O caso, que ficaria conhecido na História como "Três Marias", correra no Juízo Criminal da Boa Hora e a audiência de leitura da sentença fora presidida pelo "sr. juiz dr. Acácio Lopes Cardoso".
"Ao longo da apreciação do julgamento depuseram trinta testemunhas de defesa, oito de cada uma das escritoras e seis do editor. O tribunal julgou a acusação improcedente e não provada tendo absolvido as escritoras e o editor", resumia o artigo, igualmente sem menção ao escândalo que a obra, que exprimira o erotismo como forma de libertação da mulher, causara na sociedade portuguesa.
"Problemas de ordem moral"
Ainda assim, a ocasião não foi a única em que o processo foi noticiado no JN, ainda que sempre com bastantes detalhes omissos, incluindo o conteúdo abordado no livro, no qual as autoras reescreveram as cartas datadas do século XVII da freira Mariana Alcoforado. A 26 de outubro de 1973, dia seguinte ao início do julgamento, fora dada nota da primeira sessão do julgamento, "em audiência privada", por "abuso da liberdade de imprensa".

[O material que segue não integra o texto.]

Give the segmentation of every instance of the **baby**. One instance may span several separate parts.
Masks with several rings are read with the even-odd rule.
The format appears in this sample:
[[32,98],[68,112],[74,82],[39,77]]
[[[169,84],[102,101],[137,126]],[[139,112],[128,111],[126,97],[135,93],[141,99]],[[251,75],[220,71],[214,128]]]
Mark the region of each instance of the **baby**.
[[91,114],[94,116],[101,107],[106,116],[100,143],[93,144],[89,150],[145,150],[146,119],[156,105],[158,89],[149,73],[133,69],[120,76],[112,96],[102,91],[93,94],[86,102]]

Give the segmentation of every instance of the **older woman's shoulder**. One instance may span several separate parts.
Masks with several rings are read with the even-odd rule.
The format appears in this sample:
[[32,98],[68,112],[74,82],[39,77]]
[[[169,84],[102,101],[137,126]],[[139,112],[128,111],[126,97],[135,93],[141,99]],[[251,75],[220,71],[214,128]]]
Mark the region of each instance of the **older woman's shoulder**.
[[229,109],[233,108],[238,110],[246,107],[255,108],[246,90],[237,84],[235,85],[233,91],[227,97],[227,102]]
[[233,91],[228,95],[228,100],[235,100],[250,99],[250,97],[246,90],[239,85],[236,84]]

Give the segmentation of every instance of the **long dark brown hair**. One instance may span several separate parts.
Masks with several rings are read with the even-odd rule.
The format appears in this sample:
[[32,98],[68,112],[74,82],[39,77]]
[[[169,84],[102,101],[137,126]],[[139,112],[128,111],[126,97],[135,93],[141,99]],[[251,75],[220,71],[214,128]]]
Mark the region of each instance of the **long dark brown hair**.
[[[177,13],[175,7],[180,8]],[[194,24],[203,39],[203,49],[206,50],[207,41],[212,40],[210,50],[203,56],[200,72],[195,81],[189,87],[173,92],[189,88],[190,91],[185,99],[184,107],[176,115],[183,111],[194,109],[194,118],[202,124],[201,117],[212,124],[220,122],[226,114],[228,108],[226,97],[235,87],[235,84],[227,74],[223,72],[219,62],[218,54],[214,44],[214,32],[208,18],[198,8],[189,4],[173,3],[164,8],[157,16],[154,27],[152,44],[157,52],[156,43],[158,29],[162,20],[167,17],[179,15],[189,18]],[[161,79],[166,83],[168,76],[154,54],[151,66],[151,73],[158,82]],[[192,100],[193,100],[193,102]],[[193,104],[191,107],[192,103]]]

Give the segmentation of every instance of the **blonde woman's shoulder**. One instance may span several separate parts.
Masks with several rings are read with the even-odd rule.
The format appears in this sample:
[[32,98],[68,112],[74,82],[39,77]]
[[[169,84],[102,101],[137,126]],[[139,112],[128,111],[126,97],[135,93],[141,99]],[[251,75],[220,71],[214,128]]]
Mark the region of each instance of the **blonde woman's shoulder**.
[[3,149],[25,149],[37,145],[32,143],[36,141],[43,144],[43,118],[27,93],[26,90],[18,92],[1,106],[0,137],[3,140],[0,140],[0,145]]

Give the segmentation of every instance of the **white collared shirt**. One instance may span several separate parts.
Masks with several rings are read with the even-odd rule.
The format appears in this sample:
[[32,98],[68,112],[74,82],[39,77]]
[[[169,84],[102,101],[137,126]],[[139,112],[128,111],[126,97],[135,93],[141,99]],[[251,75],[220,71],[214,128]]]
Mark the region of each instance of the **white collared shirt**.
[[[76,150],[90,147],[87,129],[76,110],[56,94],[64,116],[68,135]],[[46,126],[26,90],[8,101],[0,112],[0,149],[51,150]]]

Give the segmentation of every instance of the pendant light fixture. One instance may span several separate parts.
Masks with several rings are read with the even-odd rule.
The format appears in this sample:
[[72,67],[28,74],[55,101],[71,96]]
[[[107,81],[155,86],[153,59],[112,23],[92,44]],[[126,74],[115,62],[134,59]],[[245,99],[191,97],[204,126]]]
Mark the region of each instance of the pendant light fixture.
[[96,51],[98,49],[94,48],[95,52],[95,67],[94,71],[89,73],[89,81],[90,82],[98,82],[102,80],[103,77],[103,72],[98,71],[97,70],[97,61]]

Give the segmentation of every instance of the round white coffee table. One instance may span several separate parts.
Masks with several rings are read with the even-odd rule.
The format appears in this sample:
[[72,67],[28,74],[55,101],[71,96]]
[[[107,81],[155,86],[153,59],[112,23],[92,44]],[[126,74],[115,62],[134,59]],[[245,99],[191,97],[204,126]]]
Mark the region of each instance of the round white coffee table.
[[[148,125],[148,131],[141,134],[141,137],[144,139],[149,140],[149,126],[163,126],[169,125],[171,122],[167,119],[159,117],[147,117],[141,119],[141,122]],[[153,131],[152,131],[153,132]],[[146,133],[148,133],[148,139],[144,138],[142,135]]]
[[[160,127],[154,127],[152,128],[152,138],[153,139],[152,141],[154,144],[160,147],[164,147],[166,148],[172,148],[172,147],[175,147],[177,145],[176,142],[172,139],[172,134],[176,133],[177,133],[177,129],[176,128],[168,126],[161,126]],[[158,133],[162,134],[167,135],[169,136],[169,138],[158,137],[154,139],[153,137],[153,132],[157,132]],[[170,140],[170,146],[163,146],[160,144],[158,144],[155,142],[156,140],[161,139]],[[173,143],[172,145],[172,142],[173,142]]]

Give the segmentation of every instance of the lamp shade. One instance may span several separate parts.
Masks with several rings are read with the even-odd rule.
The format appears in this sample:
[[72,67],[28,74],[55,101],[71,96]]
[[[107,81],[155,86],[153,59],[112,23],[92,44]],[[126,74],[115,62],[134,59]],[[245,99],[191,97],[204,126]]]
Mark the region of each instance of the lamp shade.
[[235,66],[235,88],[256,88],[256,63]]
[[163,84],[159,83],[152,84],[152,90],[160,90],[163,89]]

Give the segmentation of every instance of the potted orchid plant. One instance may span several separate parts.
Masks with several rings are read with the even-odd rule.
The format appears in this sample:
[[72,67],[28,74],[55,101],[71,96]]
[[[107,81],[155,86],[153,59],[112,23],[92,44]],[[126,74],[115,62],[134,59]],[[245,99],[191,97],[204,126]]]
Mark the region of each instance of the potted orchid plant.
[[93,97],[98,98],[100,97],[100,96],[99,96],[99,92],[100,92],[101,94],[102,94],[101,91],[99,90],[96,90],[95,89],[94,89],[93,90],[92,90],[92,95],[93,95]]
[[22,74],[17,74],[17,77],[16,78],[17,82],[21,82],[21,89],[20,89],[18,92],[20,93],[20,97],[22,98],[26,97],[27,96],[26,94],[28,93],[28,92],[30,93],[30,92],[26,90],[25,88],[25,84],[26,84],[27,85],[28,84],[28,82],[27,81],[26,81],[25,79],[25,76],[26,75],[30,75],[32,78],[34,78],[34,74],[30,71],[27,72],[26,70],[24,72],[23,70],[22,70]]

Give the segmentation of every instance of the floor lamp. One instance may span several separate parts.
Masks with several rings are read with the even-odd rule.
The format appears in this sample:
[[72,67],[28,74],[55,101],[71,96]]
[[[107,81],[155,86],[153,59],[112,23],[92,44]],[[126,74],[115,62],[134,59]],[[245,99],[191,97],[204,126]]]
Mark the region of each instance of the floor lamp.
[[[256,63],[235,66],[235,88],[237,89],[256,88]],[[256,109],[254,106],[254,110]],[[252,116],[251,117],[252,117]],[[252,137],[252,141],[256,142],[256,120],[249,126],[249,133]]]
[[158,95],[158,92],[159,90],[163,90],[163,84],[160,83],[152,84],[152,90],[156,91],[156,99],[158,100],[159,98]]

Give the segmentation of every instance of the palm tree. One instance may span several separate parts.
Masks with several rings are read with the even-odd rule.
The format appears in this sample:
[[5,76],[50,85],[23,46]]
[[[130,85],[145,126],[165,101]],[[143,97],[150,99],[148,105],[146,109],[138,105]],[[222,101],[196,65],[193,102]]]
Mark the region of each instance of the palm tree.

"A obra retirada do mercado contém - segundo a acusação pública - matéria que levanta problemas de ordem moral", indicava apenas o artigo. A sessão estivera inicialmente agendada para 4 de julho de 1973, mas fora adiada "por motivo de enfermidade de uma das arguidas", sempre "senhoras donas identificadas com o nome completo, a idade - entre os 32 e os 35 anos -, o estado civil - todas casadas -, a profissão e o local de trabalho de duas das autoras, o Instituto de Investigação Industrial. Romeu Correia de Carvalho e Melo, o quarto arguido, era casado, economista e representava a casa editora do livro.